Stephan Baard

Personal information
- Full name: Stephan Julian Baard
- Born: 29 April 1992 (age 34) Namibia
- Batting: Right-handed
- Bowling: Right-arm medium-fast
- Role: Batsman

International information
- National side: Namibia (2010–present);
- ODI debut (cap 16): 27 April 2019 v Oman
- Last ODI: 21 September 2022 v PNG
- T20I debut (cap 1): 20 May 2019 v Ghana
- Last T20I: 20 October 2022 v UAE

Career statistics
| Competition | ODI | T20I | FC | LA |
| Matches | 19 | 28 | 66 | 112 |
| Runs scored | 348 | 714 | 3,260 | 2,994 |
| Batting average | 18.31 | 28.56 | 25.66 | 27.21 |
| 100s/50s | 0/2 | 0/5 | 2/17 | 3/19 |
| Top score | 73 | 92 | 114 | 132 |
| Balls bowled | – | – | 1,179 | 509 |
| Wickets | – | – | 14 | 10 |
| Bowling average | – | – | 52.00 | 43.70 |
| 5 wickets in innings | – | – | 0 | 0 |
| 10 wickets in match | – | – | 0 | 0 |
| Best bowling | – | – | 2/19 | 2/27 |
| Catches/stumpings | 5/– | 13/– | 37/– | 41/– |
- Source: Cricinfo, 23 October 2022

= Stephan Baard =

Namibian cricketer

Stephan Julian Baard (born 29 April 1992) is a Namibian cricketer, who has played for the national cricket team.

== Career ==
In November 2016, he won the Player's Player of the Year award at Cricket Namibia's annual awards ceremony. In January 2018, he was named in Namibia's squad for the 2018 ICC World Cricket League Division Two tournament. In August 2018, Baard was named in Namibia's squad for the 2018 Africa T20 Cup.
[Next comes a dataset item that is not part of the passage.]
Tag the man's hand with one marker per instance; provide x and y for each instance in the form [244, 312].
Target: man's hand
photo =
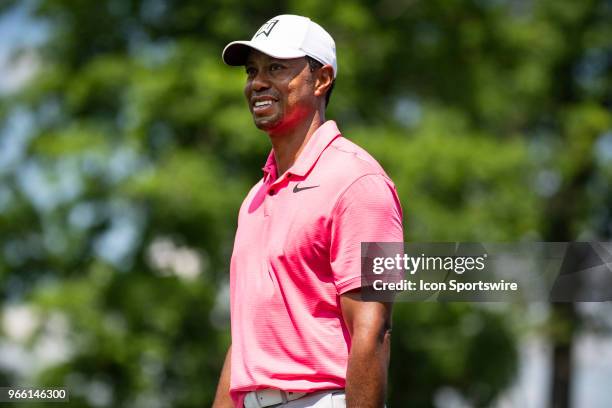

In March 2019, he was named in Namibia's squad for the 2019 ICC World Cricket League Division Two tournament. He was named among the six players to watch during the tournament. Namibia finished among the top four teams in the tournament, therefore gaining One Day International (ODI) status. Baard made his ODI debut for Namibia on 27 April 2019, against Oman, in the tournament's final. He was the leading run-scorer for Namibia in the tournament, with 264 runs in six matches.

In May 2019, Baard was named in Namibia's squad for the Regional Finals of the 2018–19 ICC T20 World Cup Africa Qualifier tournament in Uganda. He made his Twenty20 International (T20I) debut against Ghana on 20 May 2019.

In June 2019, he was one of twenty-five cricketers to be named in Cricket Namibia's Elite Men's Squad ahead of the 2019–20 international season. In September 2019, he was named in Namibia's squad for the 2019 ICC T20 World Cup Qualifier tournament in the United Arab Emirates. In September 2021, Baard was named in Namibia's squad for the 2021 ICC Men's T20 World Cup.